MIL complains a lot about different things and expects sympathy- which I give. Same as my SIL, I'm always giving a listening ear to everyone and putting emotional energy into validating their concerns, being supportive of their feelings, but NO ONE ever does it back to me. I feel pretty hurt really.

I literally don't want much to do with them, as I feel like they literally don't give a shit.

Am I unreasonable to not want to spend too much time with people like this ? And to also stop putting energy into being kind and validating and supportive of them, seeing as they just don't do it for me?

This sounds like ‘toxic positivity’. Know that they are not on your side and will never give you the support you need.
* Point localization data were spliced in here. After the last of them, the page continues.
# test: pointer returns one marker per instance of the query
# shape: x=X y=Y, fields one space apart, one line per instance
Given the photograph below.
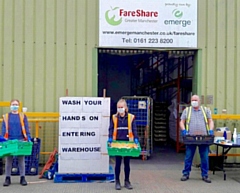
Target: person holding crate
x=122 y=128
x=15 y=126
x=196 y=120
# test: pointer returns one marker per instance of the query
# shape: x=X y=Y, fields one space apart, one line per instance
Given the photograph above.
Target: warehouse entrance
x=164 y=75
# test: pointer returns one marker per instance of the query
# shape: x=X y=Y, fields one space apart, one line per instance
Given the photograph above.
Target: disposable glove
x=109 y=140
x=2 y=138
x=136 y=140
x=211 y=132
x=29 y=139
x=184 y=132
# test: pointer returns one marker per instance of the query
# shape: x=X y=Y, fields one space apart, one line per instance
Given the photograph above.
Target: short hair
x=124 y=103
x=14 y=100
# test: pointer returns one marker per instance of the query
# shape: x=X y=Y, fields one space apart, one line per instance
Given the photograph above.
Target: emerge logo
x=111 y=20
x=178 y=14
x=177 y=21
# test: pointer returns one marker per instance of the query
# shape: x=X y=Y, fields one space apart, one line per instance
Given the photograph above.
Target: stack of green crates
x=116 y=151
x=24 y=148
x=8 y=147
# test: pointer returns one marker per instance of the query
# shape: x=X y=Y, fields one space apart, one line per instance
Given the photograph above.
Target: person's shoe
x=206 y=179
x=128 y=185
x=7 y=181
x=117 y=185
x=184 y=178
x=23 y=182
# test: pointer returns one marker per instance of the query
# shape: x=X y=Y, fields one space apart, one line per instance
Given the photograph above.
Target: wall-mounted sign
x=83 y=130
x=151 y=23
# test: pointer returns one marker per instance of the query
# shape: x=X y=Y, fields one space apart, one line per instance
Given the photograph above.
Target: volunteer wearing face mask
x=120 y=130
x=199 y=123
x=13 y=129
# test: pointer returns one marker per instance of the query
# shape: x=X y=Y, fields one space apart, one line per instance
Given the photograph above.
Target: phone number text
x=148 y=40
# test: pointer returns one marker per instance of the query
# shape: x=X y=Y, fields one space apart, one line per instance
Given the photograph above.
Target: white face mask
x=121 y=110
x=194 y=103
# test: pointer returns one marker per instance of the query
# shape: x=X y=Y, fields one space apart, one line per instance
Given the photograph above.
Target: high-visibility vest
x=115 y=123
x=189 y=111
x=21 y=117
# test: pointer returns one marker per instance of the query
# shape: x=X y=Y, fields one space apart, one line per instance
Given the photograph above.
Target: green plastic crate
x=24 y=148
x=8 y=147
x=133 y=152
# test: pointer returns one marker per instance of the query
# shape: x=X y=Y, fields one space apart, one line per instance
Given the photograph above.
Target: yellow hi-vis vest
x=189 y=111
x=115 y=123
x=21 y=117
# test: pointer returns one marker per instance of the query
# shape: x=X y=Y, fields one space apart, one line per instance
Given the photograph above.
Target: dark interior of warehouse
x=161 y=78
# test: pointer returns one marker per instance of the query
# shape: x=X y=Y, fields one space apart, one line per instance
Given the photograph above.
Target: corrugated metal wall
x=219 y=39
x=46 y=47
Detach yourself emotionally from them.

flower858 · 22/01/2025 20:36

Play her at her own game, agree with what others say and don't give her the attention back. Focus your efforts on you and the others that matter

Rachmorr57 · 22/01/2025 20:40

This reply has been deleted

This has been deleted by MNHQ for breaking our Talk Guidelines.
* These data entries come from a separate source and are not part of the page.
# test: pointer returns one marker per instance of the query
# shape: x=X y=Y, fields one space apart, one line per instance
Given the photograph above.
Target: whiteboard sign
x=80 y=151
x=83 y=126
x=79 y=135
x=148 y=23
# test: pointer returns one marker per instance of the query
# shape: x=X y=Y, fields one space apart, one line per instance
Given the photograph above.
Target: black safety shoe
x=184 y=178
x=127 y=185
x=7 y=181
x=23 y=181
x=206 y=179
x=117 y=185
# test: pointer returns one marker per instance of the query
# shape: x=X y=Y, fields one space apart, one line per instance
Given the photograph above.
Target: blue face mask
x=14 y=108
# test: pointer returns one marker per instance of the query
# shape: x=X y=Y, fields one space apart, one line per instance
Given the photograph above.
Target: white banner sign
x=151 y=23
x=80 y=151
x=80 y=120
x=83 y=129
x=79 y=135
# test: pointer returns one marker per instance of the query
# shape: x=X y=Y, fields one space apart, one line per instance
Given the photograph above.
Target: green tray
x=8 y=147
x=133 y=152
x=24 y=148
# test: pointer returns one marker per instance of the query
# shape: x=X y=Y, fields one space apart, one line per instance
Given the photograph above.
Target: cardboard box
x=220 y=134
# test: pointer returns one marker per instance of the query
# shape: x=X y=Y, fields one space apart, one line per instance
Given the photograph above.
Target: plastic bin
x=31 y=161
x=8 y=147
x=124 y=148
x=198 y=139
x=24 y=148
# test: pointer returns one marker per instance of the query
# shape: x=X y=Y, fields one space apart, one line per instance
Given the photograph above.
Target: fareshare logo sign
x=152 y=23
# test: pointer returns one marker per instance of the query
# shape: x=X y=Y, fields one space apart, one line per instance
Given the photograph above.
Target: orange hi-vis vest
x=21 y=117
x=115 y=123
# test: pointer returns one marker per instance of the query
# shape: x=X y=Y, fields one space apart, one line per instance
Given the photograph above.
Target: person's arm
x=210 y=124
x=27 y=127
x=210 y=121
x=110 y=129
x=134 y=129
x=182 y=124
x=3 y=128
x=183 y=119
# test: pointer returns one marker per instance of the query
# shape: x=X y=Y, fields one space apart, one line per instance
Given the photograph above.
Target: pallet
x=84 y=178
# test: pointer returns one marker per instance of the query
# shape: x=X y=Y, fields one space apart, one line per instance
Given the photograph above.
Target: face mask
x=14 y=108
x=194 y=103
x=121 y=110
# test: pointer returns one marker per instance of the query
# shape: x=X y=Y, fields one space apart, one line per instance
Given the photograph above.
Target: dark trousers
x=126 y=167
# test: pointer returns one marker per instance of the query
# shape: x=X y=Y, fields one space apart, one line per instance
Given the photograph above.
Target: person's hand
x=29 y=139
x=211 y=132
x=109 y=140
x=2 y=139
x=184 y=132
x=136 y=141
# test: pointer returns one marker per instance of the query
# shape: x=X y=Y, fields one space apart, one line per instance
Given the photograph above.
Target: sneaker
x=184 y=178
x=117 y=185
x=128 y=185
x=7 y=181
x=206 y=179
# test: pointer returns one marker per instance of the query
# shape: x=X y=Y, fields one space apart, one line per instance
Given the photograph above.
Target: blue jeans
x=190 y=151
Thepossibility · 22/01/2025 21:07

My MIL is lovely but over the years I've noticed that she will say what she thinks will get me to do my best as a wife and mother to her grandchildren. So she doesn't want me focusing on myself and dropping the ball with DH and the kids who are more of a priority to her.
She even suggests to DH things I could be doing to make his life easier! I try not to take it personally.

Miaminmoo · 23/01/2025 00:14

My MIL is exactly the same, just treat her how she treats you, and your SIL - it’s petty and goes against my empathetic nature but it stops me feeling so irritated. My DH has a business that I have an employed job in (since 2009) doing quite a demanding role and she literally thinks I just fanny about with a few spreadsheets and DH pays me to ‘pretend’ to work there. I fucking wish. She forgets I had a career before I met her wonderful son but she treats me like I am so ‘lucky’ to have a successful husband. She hardly ever worked in her life. Dismissive is the way she is, but she does it about everyone. I no longer care what she thinks as I don’t respect her opinions. Having done 20 years with her son, let me tell you I won’t be taking parenting advice from her, he was dragged up.

BeaAndBen · 23/01/2025 00:37

They want to be such a ' close knit family ' and family is so important to them, yet they treat me like this.

I'm betting she doesn't see you as part of that 'close knit family', just that you married a member of it. Sometimes the people who go on about how important family is have a very restrictive view on who is actually in that family.